Seagate External SMR drive USB resets (was: Re: [PATCH] uas: Add US_FL_NO_ATA_1X quirk for one more Seagate device)

Jérôme Carretero <cJ-ko@xxxxxxxxxxx> · Wed, 15 Nov 2017 16:43:14 -0500

Hi Hans,

Tests are currently undergoing with drives operating in plain USB mass
storage class. In a first time, I'm filling drives with data
(uncontrolled corpus, just TBs that I have on hand). It looks like the
drives with most usage history are the ones that drop most often.
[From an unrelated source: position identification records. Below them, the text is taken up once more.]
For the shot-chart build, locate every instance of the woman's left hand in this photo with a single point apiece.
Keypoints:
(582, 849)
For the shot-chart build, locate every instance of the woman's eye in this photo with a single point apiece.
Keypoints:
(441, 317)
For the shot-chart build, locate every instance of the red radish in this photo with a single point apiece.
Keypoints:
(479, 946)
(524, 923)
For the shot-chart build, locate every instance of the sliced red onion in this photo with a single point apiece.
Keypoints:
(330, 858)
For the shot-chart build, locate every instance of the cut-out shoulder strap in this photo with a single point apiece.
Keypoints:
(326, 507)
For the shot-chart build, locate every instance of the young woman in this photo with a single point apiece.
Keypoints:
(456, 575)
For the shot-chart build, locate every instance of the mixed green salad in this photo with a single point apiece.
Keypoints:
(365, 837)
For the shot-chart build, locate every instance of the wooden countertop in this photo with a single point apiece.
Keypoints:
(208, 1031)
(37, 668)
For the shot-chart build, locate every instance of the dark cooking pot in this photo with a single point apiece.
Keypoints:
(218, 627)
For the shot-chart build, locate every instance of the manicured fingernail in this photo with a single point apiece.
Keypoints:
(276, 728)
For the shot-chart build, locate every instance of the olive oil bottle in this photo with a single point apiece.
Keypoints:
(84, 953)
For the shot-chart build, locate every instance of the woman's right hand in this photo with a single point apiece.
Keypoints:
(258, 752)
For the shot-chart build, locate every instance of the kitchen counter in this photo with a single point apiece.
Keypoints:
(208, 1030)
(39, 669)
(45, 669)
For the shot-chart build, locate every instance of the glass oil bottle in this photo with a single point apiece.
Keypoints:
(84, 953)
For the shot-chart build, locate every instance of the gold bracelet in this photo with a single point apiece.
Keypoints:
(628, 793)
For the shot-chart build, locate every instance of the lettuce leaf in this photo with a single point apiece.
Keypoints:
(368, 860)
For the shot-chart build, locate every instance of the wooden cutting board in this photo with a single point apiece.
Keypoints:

kernel: usb 3-4.1.1: reset SuperSpeed USB device number 6 using xhci_hcd
kernel: usb 3-4.2.1: reset SuperSpeed USB device number 7 using xhci_hcd
kernel: usb 3-4.3.1.1: reset SuperSpeed USB device number 13 using xhci_hcd
kernel: usb 3-4.3.2.1: reset SuperSpeed USB device number 14 using xhci_hcd
kernel: usb 3-4.4: reset SuperSpeed USB device number 8 using xhci_hcd
kernel: usb 6-4.3.2.1: reset SuperSpeed USB device number 8 using xhci_hcd
kernel: usb 6-4.3.3.1: reset SuperSpeed USB device number 9 using xhci_hcd
kernel: usb 6-4.4.1: reset SuperSpeed USB device number 6 using xhci_hcd

Will provide some more interesting/visual data later.

I'm surprised that the message "reset SuperSpeed USB device ..." is
displayed without prior information about why.
Someone with more background could give hints?

I took a look at the USB MSC code and have few questions / observations:

- It looks like (haven't tested it yet) the CONFIG_DYNAMIC_DEBUG isn't
  used with the USB mass storage debugging infrastructure, please
  confirm? If unused, are we interested to have a patch that would go
  back to regular pr_debug() that can work with dynamic debugging?

  Because with several of these drives / lots of activity / occasional
  issues, it looks like it will be hard to catch (yes I can use usbmon).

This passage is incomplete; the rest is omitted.